Преодолевая недуг, Грабин много работал непосредственно в КБ, координируя работу ведущих конструкторов. Опыт проектирования и практические дела завода все больше и больше убеждали его в необходимости коренным образом изменить отношения между конструкторами и технологами. Но для этого пока нет на заводе ни условий, ни понимания важности этой задачи. И все-таки он упорно стремился объединить усилия конструкторов КБ и отдела главного технолога с целью создания экономичной технологии по обработке верхнего станка Ф-22. Это был первый и робкий шаг к прямому сотрудничеству конструкторов и технологов. До полного осуществления этого замысла при проектировании новых орудий было еще очень далеко - целых четыре года.

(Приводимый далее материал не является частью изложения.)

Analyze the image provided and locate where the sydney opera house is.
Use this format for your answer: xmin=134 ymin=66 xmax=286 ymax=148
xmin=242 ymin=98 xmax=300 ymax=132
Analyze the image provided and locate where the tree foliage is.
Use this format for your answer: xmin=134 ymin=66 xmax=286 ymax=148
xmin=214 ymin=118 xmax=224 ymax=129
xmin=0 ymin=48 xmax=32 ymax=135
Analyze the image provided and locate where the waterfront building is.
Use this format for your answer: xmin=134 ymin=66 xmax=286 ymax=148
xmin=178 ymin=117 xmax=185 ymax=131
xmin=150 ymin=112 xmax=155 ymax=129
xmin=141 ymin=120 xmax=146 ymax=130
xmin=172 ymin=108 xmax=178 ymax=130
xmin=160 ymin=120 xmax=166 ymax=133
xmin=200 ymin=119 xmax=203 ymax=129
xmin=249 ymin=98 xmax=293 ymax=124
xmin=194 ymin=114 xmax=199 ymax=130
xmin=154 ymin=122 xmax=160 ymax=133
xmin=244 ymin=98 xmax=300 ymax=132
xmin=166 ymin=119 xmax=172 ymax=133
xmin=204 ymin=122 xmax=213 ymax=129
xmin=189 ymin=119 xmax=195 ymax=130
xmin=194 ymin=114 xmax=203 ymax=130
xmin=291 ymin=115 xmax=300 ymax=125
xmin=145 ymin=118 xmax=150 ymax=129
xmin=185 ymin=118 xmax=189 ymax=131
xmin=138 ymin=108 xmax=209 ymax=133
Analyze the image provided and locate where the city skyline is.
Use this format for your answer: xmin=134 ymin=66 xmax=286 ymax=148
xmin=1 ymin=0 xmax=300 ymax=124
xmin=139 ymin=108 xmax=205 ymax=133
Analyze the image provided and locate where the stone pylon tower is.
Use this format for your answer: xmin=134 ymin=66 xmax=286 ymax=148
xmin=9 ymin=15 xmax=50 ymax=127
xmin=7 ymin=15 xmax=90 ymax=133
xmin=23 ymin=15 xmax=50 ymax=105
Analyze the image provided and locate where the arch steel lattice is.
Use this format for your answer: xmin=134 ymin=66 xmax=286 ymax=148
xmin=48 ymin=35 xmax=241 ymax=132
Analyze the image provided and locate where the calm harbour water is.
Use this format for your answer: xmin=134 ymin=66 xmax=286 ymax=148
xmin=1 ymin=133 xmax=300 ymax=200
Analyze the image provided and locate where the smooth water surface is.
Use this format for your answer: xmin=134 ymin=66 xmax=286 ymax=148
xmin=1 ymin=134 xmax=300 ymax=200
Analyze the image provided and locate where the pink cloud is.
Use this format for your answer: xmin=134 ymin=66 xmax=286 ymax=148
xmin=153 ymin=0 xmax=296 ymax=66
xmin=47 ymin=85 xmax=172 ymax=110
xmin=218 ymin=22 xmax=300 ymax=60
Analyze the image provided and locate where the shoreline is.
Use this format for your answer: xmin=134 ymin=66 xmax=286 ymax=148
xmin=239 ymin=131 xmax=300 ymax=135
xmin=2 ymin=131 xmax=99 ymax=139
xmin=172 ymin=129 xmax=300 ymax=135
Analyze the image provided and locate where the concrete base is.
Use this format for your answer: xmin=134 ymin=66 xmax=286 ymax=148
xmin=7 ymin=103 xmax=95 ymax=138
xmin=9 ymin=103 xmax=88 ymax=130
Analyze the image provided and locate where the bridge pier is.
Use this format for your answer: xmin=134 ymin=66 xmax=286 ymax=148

После заседания актива по пути домой Василий Гаврилович сказал:

- По договоренности с главным металлургом Саковичем мы готовим чертежи для изготовления некоторых деталей пушек методом горячей штамповки. А потом попробуем применить и холодную штамповку. Это все ново и интересно, сулит выигрыш времени и экономию металла. С нами охотно сотрудничают технологи и рабочие кузницы. Да и Конопасову теперь деваться некуда. Хочет он или не хочет, а новинку поддержать придется. Некоторые штампы уже в металле. В ближайшее время начнем запускать их в работу.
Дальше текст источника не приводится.